This weekend, I had the pleasure of visiting with an old friend whom I had not seen in a long time.  As he was walking toward me, I commented on how slow and cautious he was walking. He is 45 and and as such, should be full of energy.  It turns out that his old knee injury has come back to haunt him and he is looking at having to have surgery to repair the problem. To add to that, he now has a shoulder problem.

I am not without problem areas of my own. If we have been on this planet long enough, most of us develop some sort of injury through daily living or repetitive motions in our jobs.

My message to you today is that simply being mildly active, walking the dog etc., is not enough to keep your joints in good shape. The muscles and tendons and ligaments that surround the joints of your body need to be trained equally to keep everything moving properly.  You many not notice anything at the moment but do not wait until you have an injury to find out that you have imbalances. 

I have been through many sessions of physiotherapy and what I have learned is that the muscle imbalances that we create through the job that we choose or the sports that we play etc., can cause us to have serious injuries later on in life. The physiotherapist then recommends exercises that will correct the problem.  Why not do it the other way around?

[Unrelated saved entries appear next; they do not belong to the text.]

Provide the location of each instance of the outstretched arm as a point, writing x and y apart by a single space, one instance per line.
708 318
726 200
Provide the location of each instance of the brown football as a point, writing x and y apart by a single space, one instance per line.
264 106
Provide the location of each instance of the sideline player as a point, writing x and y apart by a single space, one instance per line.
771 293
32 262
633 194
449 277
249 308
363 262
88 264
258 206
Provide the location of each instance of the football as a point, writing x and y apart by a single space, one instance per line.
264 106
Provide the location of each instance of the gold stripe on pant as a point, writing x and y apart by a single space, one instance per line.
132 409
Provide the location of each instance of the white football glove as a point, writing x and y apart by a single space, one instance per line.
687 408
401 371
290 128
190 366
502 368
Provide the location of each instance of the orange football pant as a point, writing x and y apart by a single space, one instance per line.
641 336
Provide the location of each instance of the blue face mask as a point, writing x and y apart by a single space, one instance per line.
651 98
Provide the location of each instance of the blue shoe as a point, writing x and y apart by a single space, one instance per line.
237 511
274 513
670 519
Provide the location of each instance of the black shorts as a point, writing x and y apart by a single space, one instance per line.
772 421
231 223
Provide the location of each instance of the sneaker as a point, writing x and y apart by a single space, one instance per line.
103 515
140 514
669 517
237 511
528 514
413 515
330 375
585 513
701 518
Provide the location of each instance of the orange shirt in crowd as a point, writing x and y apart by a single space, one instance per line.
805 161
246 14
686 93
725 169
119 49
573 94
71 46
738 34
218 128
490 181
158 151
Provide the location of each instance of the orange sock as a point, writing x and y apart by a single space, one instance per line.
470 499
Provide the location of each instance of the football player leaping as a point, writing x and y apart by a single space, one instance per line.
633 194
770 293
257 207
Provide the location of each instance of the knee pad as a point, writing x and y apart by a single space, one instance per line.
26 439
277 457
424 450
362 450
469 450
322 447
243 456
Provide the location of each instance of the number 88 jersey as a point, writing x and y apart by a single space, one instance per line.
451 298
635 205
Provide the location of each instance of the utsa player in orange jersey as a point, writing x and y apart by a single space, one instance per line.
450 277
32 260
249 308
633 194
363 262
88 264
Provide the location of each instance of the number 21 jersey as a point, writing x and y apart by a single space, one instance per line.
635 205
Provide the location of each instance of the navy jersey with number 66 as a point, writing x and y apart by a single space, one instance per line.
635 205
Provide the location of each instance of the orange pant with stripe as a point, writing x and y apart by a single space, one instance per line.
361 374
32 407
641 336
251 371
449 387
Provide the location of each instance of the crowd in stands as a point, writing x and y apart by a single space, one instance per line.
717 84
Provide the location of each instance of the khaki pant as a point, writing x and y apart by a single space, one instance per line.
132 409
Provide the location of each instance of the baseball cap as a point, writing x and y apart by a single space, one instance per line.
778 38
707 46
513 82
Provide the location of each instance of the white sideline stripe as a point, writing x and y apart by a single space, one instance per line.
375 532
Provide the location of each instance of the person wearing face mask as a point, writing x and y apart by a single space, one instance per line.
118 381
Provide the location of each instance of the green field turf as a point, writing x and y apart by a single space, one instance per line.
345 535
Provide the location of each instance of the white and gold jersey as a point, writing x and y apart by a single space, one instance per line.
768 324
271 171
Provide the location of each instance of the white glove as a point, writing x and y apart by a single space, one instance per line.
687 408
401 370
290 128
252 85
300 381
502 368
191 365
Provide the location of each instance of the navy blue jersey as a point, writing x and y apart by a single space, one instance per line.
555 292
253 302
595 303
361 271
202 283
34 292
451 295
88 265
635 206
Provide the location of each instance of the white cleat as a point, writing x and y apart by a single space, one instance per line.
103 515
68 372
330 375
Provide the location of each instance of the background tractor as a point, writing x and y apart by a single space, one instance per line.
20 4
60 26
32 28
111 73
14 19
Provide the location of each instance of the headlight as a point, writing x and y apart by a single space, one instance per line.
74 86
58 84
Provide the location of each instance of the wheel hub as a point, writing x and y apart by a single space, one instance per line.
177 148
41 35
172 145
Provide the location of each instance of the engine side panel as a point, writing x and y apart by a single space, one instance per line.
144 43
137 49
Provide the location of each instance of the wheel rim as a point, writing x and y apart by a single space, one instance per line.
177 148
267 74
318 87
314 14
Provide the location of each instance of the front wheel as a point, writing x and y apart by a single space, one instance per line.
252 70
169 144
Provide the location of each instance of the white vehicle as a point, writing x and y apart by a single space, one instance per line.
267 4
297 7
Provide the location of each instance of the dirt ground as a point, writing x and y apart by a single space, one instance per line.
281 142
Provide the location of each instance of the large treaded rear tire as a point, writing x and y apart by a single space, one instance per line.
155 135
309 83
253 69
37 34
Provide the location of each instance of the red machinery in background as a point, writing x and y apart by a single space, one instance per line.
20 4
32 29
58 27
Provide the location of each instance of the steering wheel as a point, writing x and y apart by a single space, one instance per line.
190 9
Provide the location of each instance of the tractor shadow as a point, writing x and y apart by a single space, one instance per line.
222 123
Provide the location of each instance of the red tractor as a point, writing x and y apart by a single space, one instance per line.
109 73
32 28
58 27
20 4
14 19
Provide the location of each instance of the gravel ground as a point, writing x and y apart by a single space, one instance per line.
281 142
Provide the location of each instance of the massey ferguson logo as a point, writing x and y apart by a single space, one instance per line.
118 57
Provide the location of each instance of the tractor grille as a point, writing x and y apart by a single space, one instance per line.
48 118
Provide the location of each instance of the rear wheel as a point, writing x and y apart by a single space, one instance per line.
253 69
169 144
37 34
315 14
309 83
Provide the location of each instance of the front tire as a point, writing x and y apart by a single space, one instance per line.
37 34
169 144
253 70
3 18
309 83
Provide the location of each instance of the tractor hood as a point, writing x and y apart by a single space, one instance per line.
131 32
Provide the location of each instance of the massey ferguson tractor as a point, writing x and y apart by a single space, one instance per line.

Get into the gym and address your imbalances on your own time, instead of it being forced on you because of a painful injury, that is keeping your from your job and the activities that you love. The choice is ours!

I work with clients from the ages of 17-90 years old and as such I see into the future. I can see the difference between people who have been working out in the gym, training all of their muscles properly versus those who have simply been mildly active.

Hire a reputable trainer. Spend a few hours learning how you can make your potential weak areas stronger. Be proactive instead of reactive. Don’t wait for injury to force you into the gym.

Learning how to weight train to keep your muscles strong will not result in you looking like a body builder unless you want it to.

Lifting weights (5-8lbs) properly, will keep your shoulders strong. Doing abdominal exercises will help to prevent future back problems. Doing push ups and back extensions (superman) will keep your chest and back happy. Training all of the muscles equally around your knee joint with squats, lunges and inner and outer thigh work, will help to prevent knee issue.

Make your body, your business!

Have a great day everyone and see you at the gym!